Lv Zhibin, Wei Mingxuan, Pei Hongdi, Peng Shiyu, Li Mingxin, Jiang Liangzhen
College of Biomedical Engineering, Sichuan University, Chengdu, 610065, China.
College of Biomedical Engineering, Sichuan University, Chengdu, 610065, China.
Comput Biol Med. 2025 Feb;185:109598. doi: 10.1016/j.compbiomed.2024.109598. Epub 2024 Dec 20.
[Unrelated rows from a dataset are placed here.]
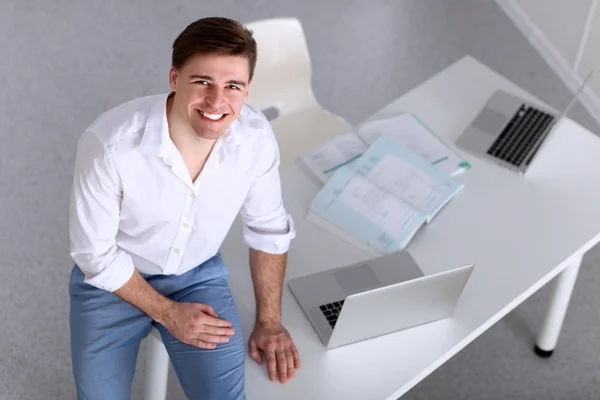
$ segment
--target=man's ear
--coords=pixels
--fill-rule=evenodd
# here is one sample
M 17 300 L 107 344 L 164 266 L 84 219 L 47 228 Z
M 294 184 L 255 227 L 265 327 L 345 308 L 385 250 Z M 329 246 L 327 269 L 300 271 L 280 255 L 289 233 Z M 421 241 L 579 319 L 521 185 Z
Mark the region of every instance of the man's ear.
M 179 76 L 179 71 L 175 69 L 175 67 L 171 67 L 169 70 L 169 87 L 173 92 L 177 91 L 177 77 Z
Thermophilic proteins, mesophiles proteins and psychrophilic proteins have wide industrial applications, as enzymes with different optimal temperatures are often needed for different purposes. Convenient methods are needed to determine the optimal temperatures for proteins; however, laboratory methods for this purpose are time-consuming and laborious, and existing machine learning methods can only perform binary classification of thermophilic and non-thermophilic proteins, or psychrophilic and non-psychrophilic proteins. Here, we developed a deep learning model, PSTP-BERT, based on protein sequences that can directly perform Three classes identification of thermophilic, mesophilic, and psychrophilic proteins. By comparing BERT-bfd with other deep learning models using five-fold cross-validation, we found that BERT-bfd-extracted features achieved the highest accuracy under six classifiers. Furthermore, to improve the model's accuracy, we used SMOTE (synthetic minority oversampling technique) to balance the dataset and light gradient-boosting machine to rank BERT-bfd-extracted features according to their weights. We obtained the best-performing model with five-fold cross-validation accuracy of 89.59 % and independent test accuracy of 85.42 %. The performance of the PSTP-BERT is significantly better than that of existing models in Three classes identification task. In order to compare with previous binary classification models, we used PSTP-BERT to perform binary classification tasks of thermophilic and non-thermophilic protein, and psychrophilic and non-psychrophilic protein on an independent test set. PSTP-BERT achieved the highest accuracy on both binary classification tasks, with an accuracy of 93.33 % for thermophilic protein binary classification and 88.33 % for psychrophilic protein binary classification. The accuracy of the independent test of the model can reach between 89.8 % and 92.9 % after training and optimization of the training set with different sequence similarities, and the prediction accuracy of the new data can exceed 97 %. For the convenience of future researchers to use and reference, we have uploaded source code of PSTP-BERT to GitHub.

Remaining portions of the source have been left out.